LINEE GUIDA PER LE ENERGIE RINNOVABILI

La richiesta contenuta in una risoluzione unitaria approvata dal Consiglio. Moratoria per i nuovi impianti.

Una risoluzione unitaria sulla definizione delle linee guida per l'autorizzazione degli impianti alimentati da fonti rinnovabili diverse dal solare fotovoltaico. L'ha approvata all'unanimità l'Assemblea legislativa delle Marche. L'atto impegna la giunta regionale a intraprendere con sollecitudine l'iter per giungere quanto prima alla definizione di linee guida per la produzione di energia da fonte rinnovabile diversa dal fotovoltaico; a sottoporre le linee al parere della competente commissione consiliare; a prevedere un ''procedimento trasparente e che garantisca la partecipazione delle comunità locali e dei cittadini'' e che tenga conto delle valutazioni espresse dagli organi tecnici regionali quali l'Arpam. Richiesta inoltre, fino all'approvazione delle linee guida che tra l'altro dovranno definire le aree non idonee, una moratoria per nuovi impianti.

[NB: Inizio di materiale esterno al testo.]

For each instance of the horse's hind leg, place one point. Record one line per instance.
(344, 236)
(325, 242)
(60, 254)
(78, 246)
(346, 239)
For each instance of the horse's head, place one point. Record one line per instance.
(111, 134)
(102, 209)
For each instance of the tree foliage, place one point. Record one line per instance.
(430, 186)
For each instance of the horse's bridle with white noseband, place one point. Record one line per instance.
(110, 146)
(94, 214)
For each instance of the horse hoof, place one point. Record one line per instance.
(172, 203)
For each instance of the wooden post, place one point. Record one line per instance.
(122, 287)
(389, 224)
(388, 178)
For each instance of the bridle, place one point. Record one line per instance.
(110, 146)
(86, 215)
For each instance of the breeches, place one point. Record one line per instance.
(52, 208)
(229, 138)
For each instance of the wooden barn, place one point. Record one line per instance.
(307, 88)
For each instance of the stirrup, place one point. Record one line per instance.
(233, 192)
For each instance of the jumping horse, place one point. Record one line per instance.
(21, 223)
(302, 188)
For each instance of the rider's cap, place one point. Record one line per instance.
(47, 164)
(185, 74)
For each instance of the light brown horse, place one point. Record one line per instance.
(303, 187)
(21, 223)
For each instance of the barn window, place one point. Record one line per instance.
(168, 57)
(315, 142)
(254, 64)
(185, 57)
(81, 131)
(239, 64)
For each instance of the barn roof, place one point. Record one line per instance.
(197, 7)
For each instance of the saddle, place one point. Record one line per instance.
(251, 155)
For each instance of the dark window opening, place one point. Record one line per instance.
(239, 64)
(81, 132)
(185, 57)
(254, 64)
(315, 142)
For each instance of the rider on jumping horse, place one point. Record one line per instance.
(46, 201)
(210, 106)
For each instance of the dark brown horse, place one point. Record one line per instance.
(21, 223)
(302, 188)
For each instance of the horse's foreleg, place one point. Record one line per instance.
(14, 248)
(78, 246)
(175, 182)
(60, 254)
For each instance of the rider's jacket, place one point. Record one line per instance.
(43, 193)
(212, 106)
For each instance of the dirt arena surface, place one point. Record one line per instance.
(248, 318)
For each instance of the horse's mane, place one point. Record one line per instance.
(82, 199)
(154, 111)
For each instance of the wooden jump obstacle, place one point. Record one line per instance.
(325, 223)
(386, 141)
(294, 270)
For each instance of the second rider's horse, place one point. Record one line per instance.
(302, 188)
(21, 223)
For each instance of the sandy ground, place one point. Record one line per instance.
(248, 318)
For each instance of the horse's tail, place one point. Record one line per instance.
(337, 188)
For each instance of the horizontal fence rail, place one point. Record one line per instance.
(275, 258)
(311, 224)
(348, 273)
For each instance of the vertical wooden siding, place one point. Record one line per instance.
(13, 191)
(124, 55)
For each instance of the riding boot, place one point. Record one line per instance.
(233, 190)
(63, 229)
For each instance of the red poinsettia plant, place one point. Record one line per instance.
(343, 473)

In mattinata, dopo il consueto spazio dedicato a interrogazioni e interpellanze, il Consiglio regionale ha anche approvato, sempre all'unanimità, la risoluzione riguardante il "Programma della Commissione europea per il 2012 e la risoluzione del comitato delle regioni in merito alle priorità del Comitato delle regioni per il 2012 sulla base del programma legislativo e di lavoro della Commissione Ue". "L'Assemblea legislativa – si legge nella risoluzione - considera prioritarie le proposte di atto normativo e non normativo contenute nel programma di lavoro della Commissione europea per il 2012 riguardanti l'attuazione dei tre assi su cui poggia la strategia Europa 2010, vale a dire la crescita intelligente, la crescita verde e la crescita inclusiva".
"Si rende opportuno – prosegue il documento - seguire le iniziative della Commissione europea assunte in merito alla implementazione della nuova politica di coesione e di sviluppo rurale per il periodo 2014-2020 dando seguito alle attività poste in essere con la partecipazione alla procedura di "allerta precoce" in merito alle proposte dei nuovi regolamenti europei adottate dalla Commissione Ue ad ottobre 2011". Poco prima l'Aula aveva accolto la richiesta avanzata dal vicepresidente Giacomo Bugaro di rinviare, per ulteriori approfondimenti, la discussione sulla relazione della Commissione d'inchiesta in merito alla vicenda relativa alla realizzazione dell'interporto delle Marche dalla costituzione della società Cemim agli attuali sviluppi.
Il Consiglio regionale ha infine approvato con 18 voti favorevoli e un astenuto una risoluzione che impegna i consiglieri, gli assessori e i dirigenti regionali a versare un contributo a favore delle popolazioni dell''Emilia Romagna colpite dal sisma. Il presidente dell'Assemblea legislativa Vittoriano Solazzi concorderà con la presidenza del Consiglio regionale dell''Emilia Romagna ''''le forme e le modalità'' ritenute più'' idonee per la devoluzione degli aiuti'''. Il documento invita inoltre la giunta regionale delle Marche a ''proseguire tramite la Protezione civile il proprio intervento di assistenza alle popolazioni colpite e a individuare ogni altro strumento per rafforzare il concorso regionale negli aiuti''.